6. Network latency: Slow network connections can affect the performance of your dashboards, especially when using live connections.
*Optimize network performance: Work with your IT team to address any network bottlenecks or latency issues.
*Use data extracts: If network latency is an issue, consider using data extracts instead of live connections.
By addressing these potential issues, you can improve the performance of your Tableau dashboards and provide a better user experience.
This is also just a really solid, detailed answer.
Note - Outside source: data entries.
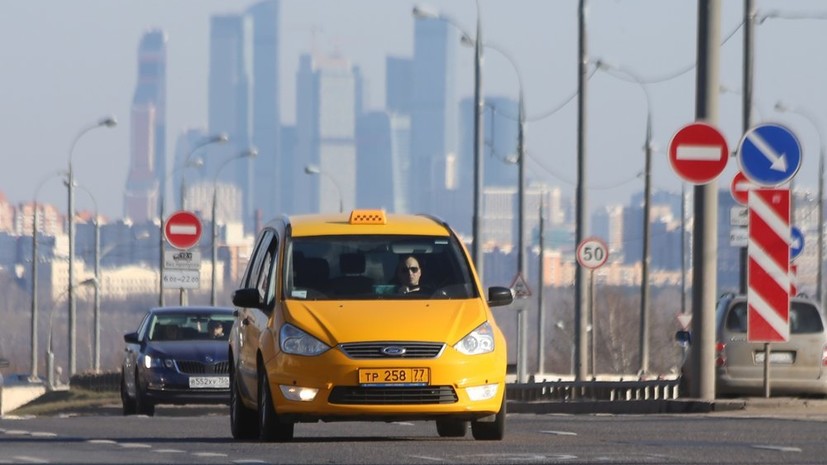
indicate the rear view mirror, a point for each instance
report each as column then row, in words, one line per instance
column 683, row 338
column 499, row 296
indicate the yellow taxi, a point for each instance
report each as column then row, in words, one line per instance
column 365, row 316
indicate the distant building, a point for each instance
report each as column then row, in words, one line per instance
column 148, row 165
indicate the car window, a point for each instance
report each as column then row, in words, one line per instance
column 368, row 267
column 804, row 318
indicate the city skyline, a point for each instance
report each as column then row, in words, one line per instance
column 84, row 85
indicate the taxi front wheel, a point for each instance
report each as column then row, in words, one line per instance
column 490, row 430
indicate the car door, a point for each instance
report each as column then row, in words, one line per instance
column 252, row 321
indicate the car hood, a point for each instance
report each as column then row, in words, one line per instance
column 387, row 320
column 202, row 351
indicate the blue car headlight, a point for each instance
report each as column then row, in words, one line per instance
column 478, row 341
column 158, row 362
column 294, row 341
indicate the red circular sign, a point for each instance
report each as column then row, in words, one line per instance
column 739, row 188
column 182, row 229
column 698, row 153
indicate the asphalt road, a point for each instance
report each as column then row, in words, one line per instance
column 768, row 432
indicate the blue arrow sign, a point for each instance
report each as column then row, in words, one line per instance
column 796, row 242
column 769, row 154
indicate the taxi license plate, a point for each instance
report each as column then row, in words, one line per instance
column 209, row 382
column 394, row 376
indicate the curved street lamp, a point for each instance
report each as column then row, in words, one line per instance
column 219, row 138
column 108, row 121
column 34, row 274
column 250, row 152
column 313, row 169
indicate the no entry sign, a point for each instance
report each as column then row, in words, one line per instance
column 698, row 153
column 182, row 229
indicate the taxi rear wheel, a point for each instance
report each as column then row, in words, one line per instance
column 269, row 427
column 490, row 430
column 243, row 421
column 451, row 428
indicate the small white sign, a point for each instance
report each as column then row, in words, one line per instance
column 738, row 236
column 739, row 216
column 182, row 259
column 182, row 279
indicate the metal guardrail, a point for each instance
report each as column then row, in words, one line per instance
column 563, row 391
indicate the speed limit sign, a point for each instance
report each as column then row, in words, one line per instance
column 592, row 253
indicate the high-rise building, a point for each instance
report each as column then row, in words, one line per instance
column 326, row 132
column 433, row 116
column 229, row 102
column 147, row 174
column 268, row 194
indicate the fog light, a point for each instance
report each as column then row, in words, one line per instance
column 484, row 392
column 299, row 393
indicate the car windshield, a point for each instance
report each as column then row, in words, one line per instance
column 804, row 318
column 377, row 267
column 190, row 327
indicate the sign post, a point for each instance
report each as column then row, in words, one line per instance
column 182, row 268
column 592, row 253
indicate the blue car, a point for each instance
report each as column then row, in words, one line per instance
column 178, row 355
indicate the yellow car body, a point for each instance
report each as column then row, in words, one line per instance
column 349, row 347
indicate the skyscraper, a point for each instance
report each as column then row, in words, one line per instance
column 433, row 117
column 326, row 132
column 147, row 173
column 229, row 99
column 269, row 176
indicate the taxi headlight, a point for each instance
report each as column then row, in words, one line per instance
column 478, row 341
column 294, row 341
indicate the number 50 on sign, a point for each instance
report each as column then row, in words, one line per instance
column 592, row 253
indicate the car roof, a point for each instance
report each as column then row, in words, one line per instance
column 191, row 309
column 366, row 222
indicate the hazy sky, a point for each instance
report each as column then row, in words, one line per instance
column 67, row 63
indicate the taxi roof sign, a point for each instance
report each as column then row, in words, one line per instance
column 368, row 217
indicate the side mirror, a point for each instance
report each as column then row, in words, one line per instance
column 131, row 338
column 499, row 296
column 683, row 338
column 247, row 298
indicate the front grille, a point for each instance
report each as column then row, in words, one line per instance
column 375, row 350
column 357, row 395
column 193, row 367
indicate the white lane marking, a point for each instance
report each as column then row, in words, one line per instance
column 425, row 457
column 698, row 152
column 777, row 448
column 101, row 441
column 17, row 432
column 778, row 161
column 134, row 445
column 27, row 459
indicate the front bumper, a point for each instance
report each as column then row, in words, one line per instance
column 340, row 397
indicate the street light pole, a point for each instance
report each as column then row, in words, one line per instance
column 248, row 153
column 313, row 169
column 215, row 139
column 70, row 181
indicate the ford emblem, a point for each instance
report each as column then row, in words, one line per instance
column 393, row 350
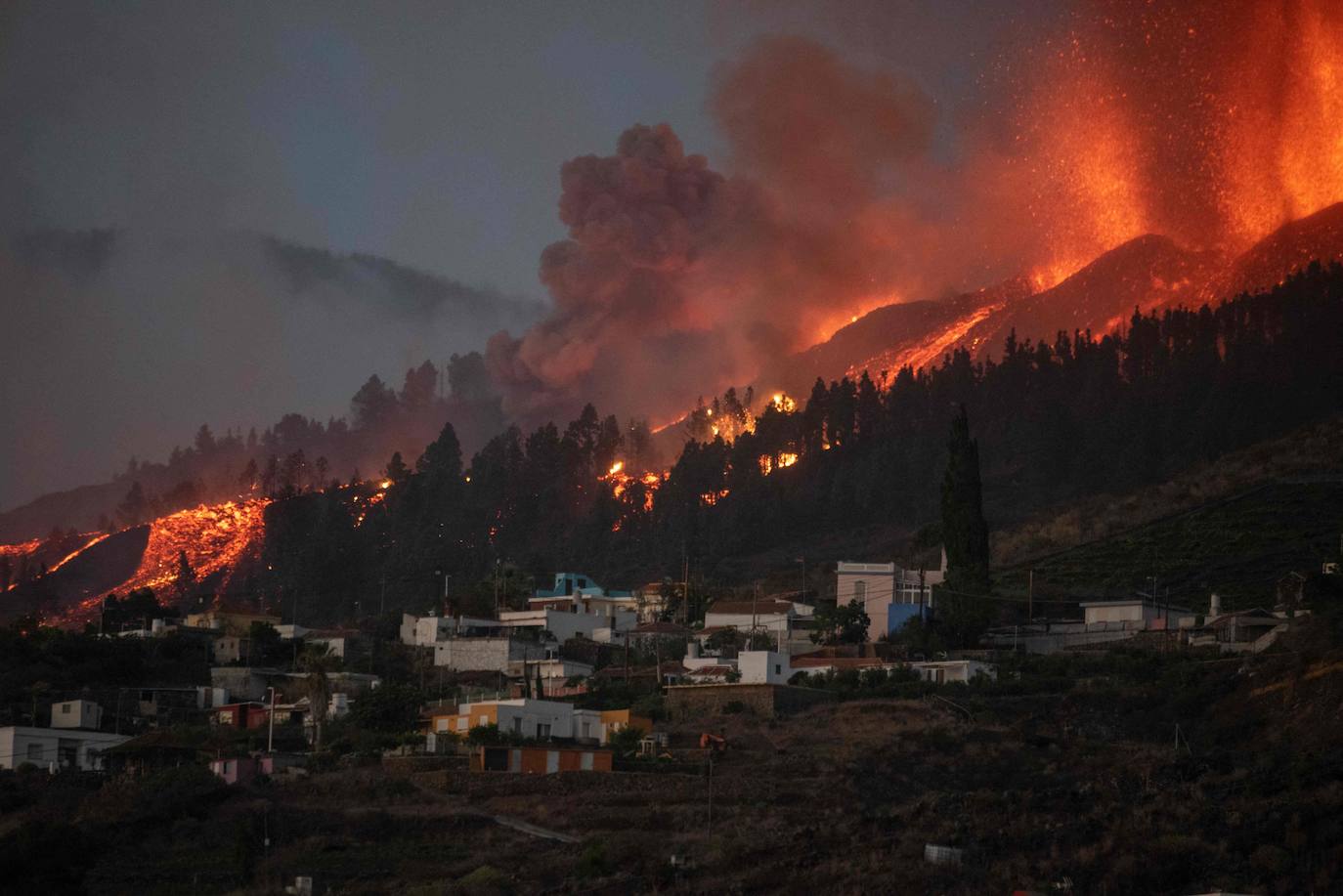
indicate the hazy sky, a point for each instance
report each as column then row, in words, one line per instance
column 430, row 133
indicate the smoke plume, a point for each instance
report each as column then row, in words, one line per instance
column 1209, row 122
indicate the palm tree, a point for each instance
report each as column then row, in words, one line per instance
column 317, row 661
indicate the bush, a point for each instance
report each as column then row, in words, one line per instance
column 592, row 861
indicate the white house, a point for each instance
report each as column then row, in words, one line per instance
column 764, row 667
column 66, row 745
column 424, row 631
column 487, row 655
column 751, row 666
column 541, row 719
column 771, row 616
column 77, row 713
column 1134, row 614
column 570, row 623
column 954, row 670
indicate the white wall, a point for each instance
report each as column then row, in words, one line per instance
column 75, row 713
column 524, row 719
column 43, row 747
column 485, row 655
column 1119, row 613
column 764, row 666
column 423, row 631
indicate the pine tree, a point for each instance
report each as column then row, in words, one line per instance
column 397, row 470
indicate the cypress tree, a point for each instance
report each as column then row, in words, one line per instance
column 965, row 536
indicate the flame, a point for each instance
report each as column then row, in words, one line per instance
column 771, row 463
column 621, row 483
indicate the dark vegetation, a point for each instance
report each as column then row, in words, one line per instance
column 1053, row 421
column 1065, row 771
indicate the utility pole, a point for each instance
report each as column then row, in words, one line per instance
column 496, row 588
column 755, row 598
column 920, row 591
column 685, row 586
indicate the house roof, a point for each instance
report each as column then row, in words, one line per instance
column 837, row 662
column 710, row 670
column 747, row 608
column 661, row 627
column 1246, row 617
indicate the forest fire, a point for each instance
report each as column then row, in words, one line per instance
column 646, row 484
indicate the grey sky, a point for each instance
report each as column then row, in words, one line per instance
column 430, row 133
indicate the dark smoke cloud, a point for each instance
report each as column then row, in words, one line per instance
column 845, row 189
column 677, row 278
column 121, row 344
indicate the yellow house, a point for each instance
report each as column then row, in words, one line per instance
column 469, row 715
column 539, row 719
column 614, row 720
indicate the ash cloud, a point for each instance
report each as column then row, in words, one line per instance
column 677, row 277
column 122, row 343
column 845, row 186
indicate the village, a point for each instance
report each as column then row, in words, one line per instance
column 585, row 680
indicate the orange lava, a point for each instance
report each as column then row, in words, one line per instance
column 215, row 537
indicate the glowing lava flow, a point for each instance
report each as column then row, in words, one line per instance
column 214, row 537
column 931, row 350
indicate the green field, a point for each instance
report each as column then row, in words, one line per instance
column 1237, row 547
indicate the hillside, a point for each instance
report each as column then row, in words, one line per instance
column 1065, row 774
column 1237, row 547
column 1148, row 273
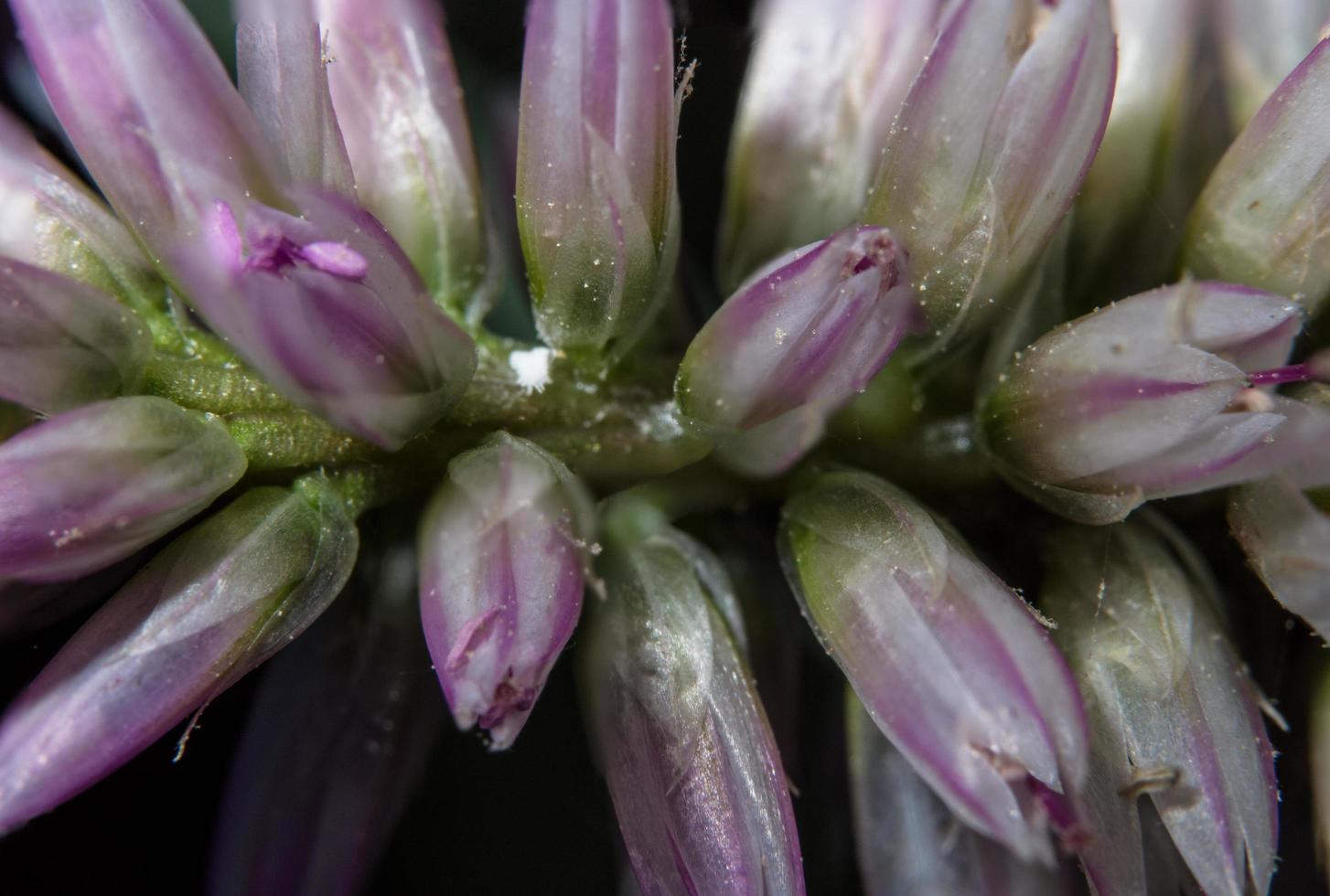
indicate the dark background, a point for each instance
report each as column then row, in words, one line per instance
column 536, row 819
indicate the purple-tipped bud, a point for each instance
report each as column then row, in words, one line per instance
column 1260, row 219
column 1261, row 41
column 404, row 125
column 821, row 92
column 216, row 603
column 1286, row 539
column 952, row 667
column 503, row 555
column 797, row 342
column 1156, row 47
column 64, row 343
column 284, row 78
column 911, row 845
column 307, row 286
column 596, row 197
column 1174, row 717
column 1152, row 397
column 52, row 221
column 334, row 746
column 689, row 757
column 93, row 485
column 990, row 149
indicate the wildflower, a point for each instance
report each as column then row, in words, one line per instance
column 990, row 148
column 794, row 343
column 213, row 605
column 1174, row 715
column 596, row 198
column 503, row 549
column 1156, row 395
column 821, row 92
column 949, row 664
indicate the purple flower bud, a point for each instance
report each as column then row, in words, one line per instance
column 52, row 221
column 216, row 603
column 503, row 555
column 334, row 746
column 990, row 148
column 1156, row 48
column 309, row 287
column 949, row 661
column 596, row 198
column 821, row 92
column 1261, row 41
column 911, row 845
column 1152, row 397
column 1174, row 714
column 799, row 340
column 404, row 126
column 1286, row 539
column 64, row 343
column 284, row 79
column 91, row 486
column 1260, row 219
column 681, row 737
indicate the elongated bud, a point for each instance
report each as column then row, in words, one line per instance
column 64, row 343
column 91, row 486
column 797, row 342
column 910, row 843
column 1259, row 219
column 821, row 92
column 1152, row 397
column 949, row 661
column 1260, row 43
column 284, row 79
column 336, row 743
column 990, row 148
column 596, row 198
column 306, row 284
column 1156, row 47
column 682, row 740
column 216, row 603
column 1174, row 717
column 397, row 96
column 52, row 221
column 503, row 555
column 1286, row 539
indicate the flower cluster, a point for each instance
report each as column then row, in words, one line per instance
column 1001, row 274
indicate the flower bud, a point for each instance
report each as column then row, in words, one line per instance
column 682, row 740
column 284, row 78
column 821, row 92
column 1260, row 43
column 596, row 198
column 1148, row 398
column 404, row 126
column 336, row 743
column 1174, row 713
column 64, row 343
column 1286, row 539
column 52, row 221
column 990, row 149
column 217, row 603
column 949, row 661
column 307, row 286
column 797, row 342
column 503, row 555
column 1259, row 219
column 1156, row 48
column 911, row 845
column 91, row 486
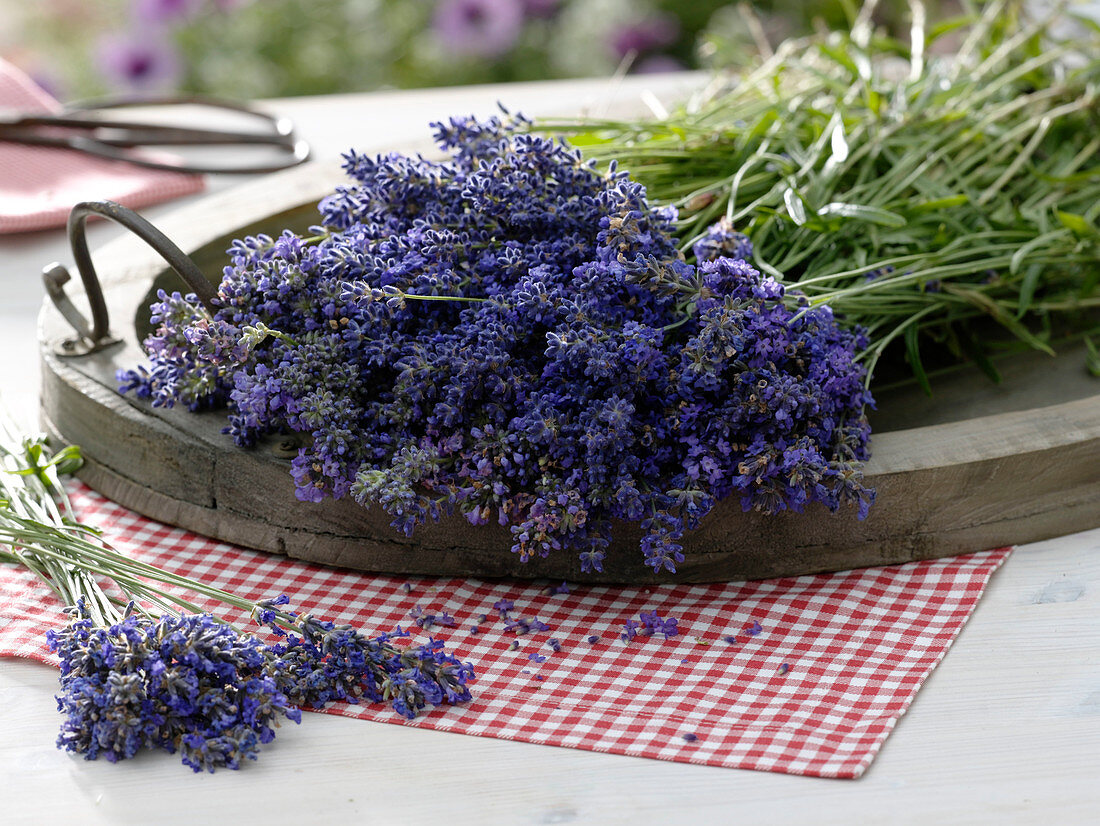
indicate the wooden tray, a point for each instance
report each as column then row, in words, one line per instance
column 977, row 466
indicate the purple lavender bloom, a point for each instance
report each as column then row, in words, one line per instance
column 554, row 383
column 629, row 630
column 139, row 62
column 482, row 28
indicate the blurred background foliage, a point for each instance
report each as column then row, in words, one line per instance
column 253, row 48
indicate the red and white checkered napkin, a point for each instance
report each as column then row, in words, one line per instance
column 40, row 185
column 836, row 660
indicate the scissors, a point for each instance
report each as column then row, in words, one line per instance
column 90, row 129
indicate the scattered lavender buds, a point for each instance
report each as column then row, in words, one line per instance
column 194, row 684
column 650, row 624
column 514, row 336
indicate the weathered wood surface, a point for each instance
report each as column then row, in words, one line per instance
column 977, row 466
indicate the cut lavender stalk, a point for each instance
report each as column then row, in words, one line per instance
column 514, row 334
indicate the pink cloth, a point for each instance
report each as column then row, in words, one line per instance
column 40, row 185
column 804, row 675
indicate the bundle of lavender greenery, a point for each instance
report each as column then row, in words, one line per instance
column 143, row 668
column 514, row 334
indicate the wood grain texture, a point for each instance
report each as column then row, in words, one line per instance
column 978, row 477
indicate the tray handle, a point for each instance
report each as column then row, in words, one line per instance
column 96, row 336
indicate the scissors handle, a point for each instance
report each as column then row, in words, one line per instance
column 81, row 129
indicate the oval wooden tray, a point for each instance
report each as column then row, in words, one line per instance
column 975, row 467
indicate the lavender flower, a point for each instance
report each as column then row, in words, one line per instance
column 195, row 684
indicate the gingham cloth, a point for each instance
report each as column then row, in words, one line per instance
column 804, row 675
column 40, row 185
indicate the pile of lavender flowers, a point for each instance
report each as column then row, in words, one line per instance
column 191, row 683
column 514, row 336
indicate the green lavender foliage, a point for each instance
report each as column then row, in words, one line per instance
column 935, row 199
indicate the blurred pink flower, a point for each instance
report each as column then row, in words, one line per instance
column 484, row 28
column 541, row 8
column 657, row 65
column 138, row 62
column 645, row 35
column 165, row 11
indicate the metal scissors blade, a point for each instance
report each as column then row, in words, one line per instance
column 91, row 129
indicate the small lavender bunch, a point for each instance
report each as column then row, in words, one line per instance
column 187, row 681
column 513, row 334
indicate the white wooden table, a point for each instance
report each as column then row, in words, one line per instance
column 1005, row 730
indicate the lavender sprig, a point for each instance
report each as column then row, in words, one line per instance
column 514, row 336
column 187, row 681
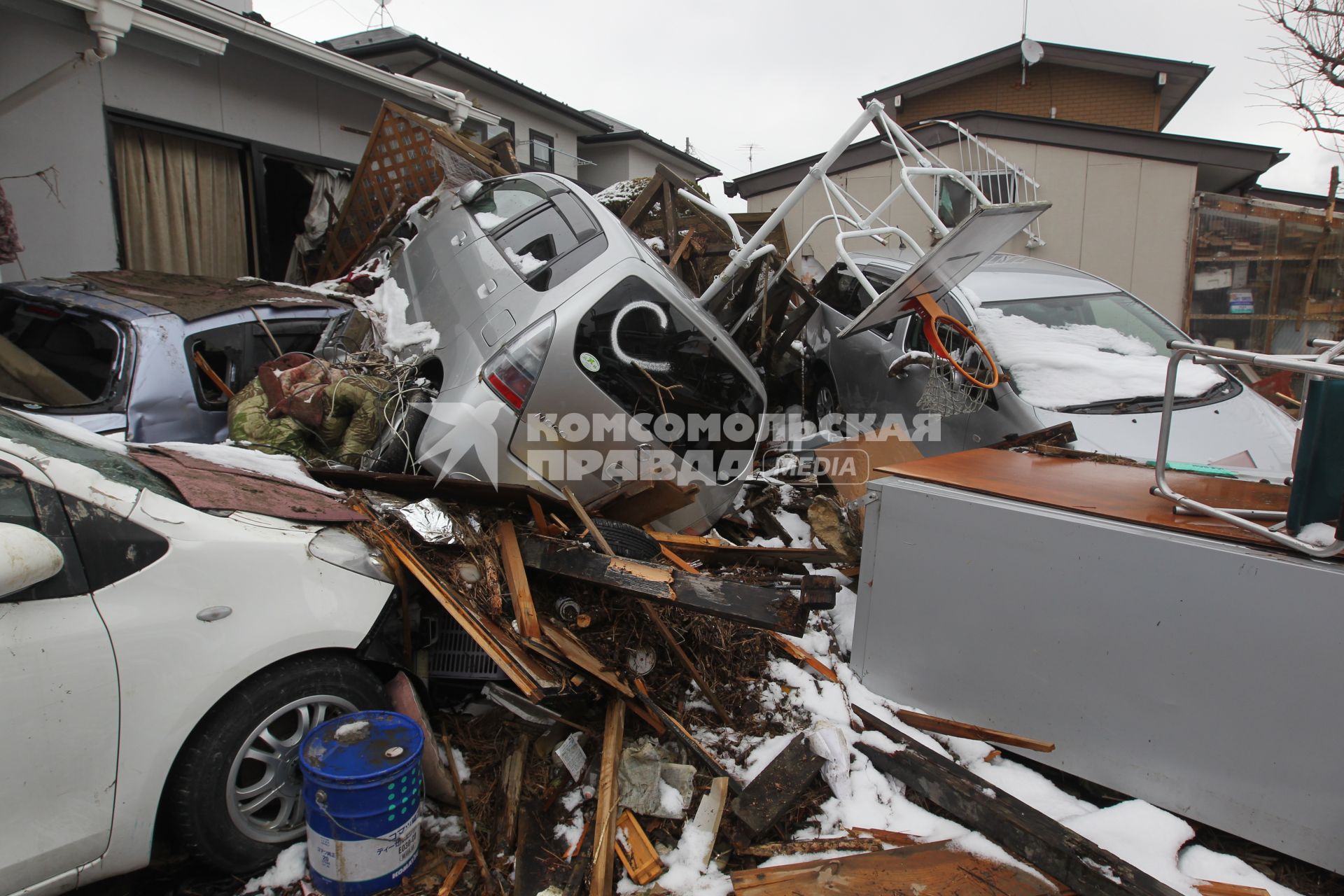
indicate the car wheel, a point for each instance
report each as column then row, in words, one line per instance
column 825, row 400
column 626, row 540
column 396, row 450
column 234, row 798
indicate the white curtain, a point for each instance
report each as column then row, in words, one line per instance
column 182, row 204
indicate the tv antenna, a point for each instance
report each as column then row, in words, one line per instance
column 382, row 14
column 750, row 150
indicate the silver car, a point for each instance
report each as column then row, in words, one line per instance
column 1225, row 424
column 131, row 363
column 568, row 352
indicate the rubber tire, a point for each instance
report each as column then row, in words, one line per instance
column 822, row 377
column 396, row 457
column 195, row 806
column 626, row 540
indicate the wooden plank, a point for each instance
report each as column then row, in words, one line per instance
column 574, row 650
column 819, row 846
column 635, row 850
column 604, row 821
column 1108, row 491
column 687, row 739
column 454, row 875
column 515, row 574
column 528, row 676
column 675, row 647
column 926, row 868
column 511, row 796
column 1214, row 888
column 974, row 732
column 708, row 816
column 467, row 816
column 588, row 522
column 799, row 653
column 1021, row 830
column 778, row 786
column 737, row 601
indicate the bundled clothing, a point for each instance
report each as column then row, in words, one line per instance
column 302, row 406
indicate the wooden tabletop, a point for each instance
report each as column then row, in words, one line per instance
column 1110, row 491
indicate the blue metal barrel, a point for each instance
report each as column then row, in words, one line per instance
column 363, row 790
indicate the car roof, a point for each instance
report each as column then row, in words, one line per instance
column 1006, row 277
column 131, row 296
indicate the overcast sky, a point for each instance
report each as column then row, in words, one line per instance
column 787, row 76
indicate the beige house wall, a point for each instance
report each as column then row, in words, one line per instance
column 1121, row 218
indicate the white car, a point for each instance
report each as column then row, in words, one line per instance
column 162, row 664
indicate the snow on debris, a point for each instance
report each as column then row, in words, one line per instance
column 289, row 868
column 386, row 309
column 1082, row 363
column 279, row 466
column 1135, row 830
column 76, row 433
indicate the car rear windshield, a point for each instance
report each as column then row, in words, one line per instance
column 55, row 356
column 90, row 450
column 652, row 359
column 1092, row 354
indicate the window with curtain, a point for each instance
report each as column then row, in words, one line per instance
column 181, row 203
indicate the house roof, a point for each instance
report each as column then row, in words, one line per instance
column 1222, row 166
column 379, row 42
column 622, row 132
column 1183, row 78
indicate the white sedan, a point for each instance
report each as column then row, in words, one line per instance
column 160, row 664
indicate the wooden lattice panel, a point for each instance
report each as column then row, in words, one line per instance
column 406, row 159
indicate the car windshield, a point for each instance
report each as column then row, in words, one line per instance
column 69, row 442
column 55, row 356
column 1091, row 354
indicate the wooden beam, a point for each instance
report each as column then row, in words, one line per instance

I also asked a couple of non-technical questions. I gave it my resume and told it to write me a “tell me about yourself” introduction, and it didn’t do a good job. It brought up too many specific details and didn’t really tell a story. But when I asked it to write me the answer to “my biggest weakness”, it gave me the following, which is not a bad answer for many technical people:
One of my weaknesses is that I sometimes get too focused on the technical aspects of a project and may lose sight of the bigger picture. As a data scientist, I'm passionate about delving deep into the details and ensuring the accuracy and quality of my work. However, I understand that it's essential to maintain a balance between the technical side and the overall business objectives. To address this weakness, I've been working on strengthening my communication skills and prioritizing regular check-ins with stakeholders and team members. This allows me to align my work with the project goals and be more mindful of the broader context while still maintaining a strong technical foundation.
Feasibility of GPT Use In Interviewing
But the question for us isn’t just whether GPT can give good answers to the rest of our processes, it’s whether it would be possible for a candidate to use it during a remote interview. I think there are a few plausible ways someone could use it.
First, they could have a friend in the room, off-camera. The friend could type in questions and then send them to the candidate, who could read them from their screen. You could already have a friend assisting you in cheating on an interview – but with GPT, the friend doesn’t need to know how to do anything but type.
Second, they could develop a program that translates the interviewer’s speech into text, eliminating the need for another person in the room. I don’t know how difficult this would be, but there are already attempts to create this technology in a way that would offer prompts for real-time conversations. I suspect that the part of our current interview process that would be the most robust against GPT is where candidates share their screen and code in real time - but this is a rapidly changing situation.
It’s possible that the time lag associated with getting input from models would make it obvious to the interviewer that something was going on. But for how long?
Getting Ready Now
If GPT becomes a tool that we’re able to use on our client engagements, then we should have an evaluation component where the candidate uses it. GPT would allow us to give a more difficult, interesting coding exercise that would require the candidate's judgment and coding skills and, with this assist, could also be completed during the time frame of an interview.
However, we'll still want to interview people without them using AI assistance. So if you've shifted to interviewing people remotely, it's time to think about how you are going to institute in-person components which comprehensively test everything you want to assess.
If you don't have physical office space, or you interview people in places where you don't have staff, maybe that means renting space or working with organizations that can essentially proctor your job interviews, where the candidate is being monitored in a physical space while your interviewer is on the other end of a video chat.
There are a lot of processes that GPT and other technology that's new or becoming more widely available, like voice cloning, have the potential to make vastly more adversarial. No one really wants to think that the person they're interviewing might not be who they say they are, or might be using AI to pass a coding screen or interview – but it's still better to be prepared than to be caught off-guard.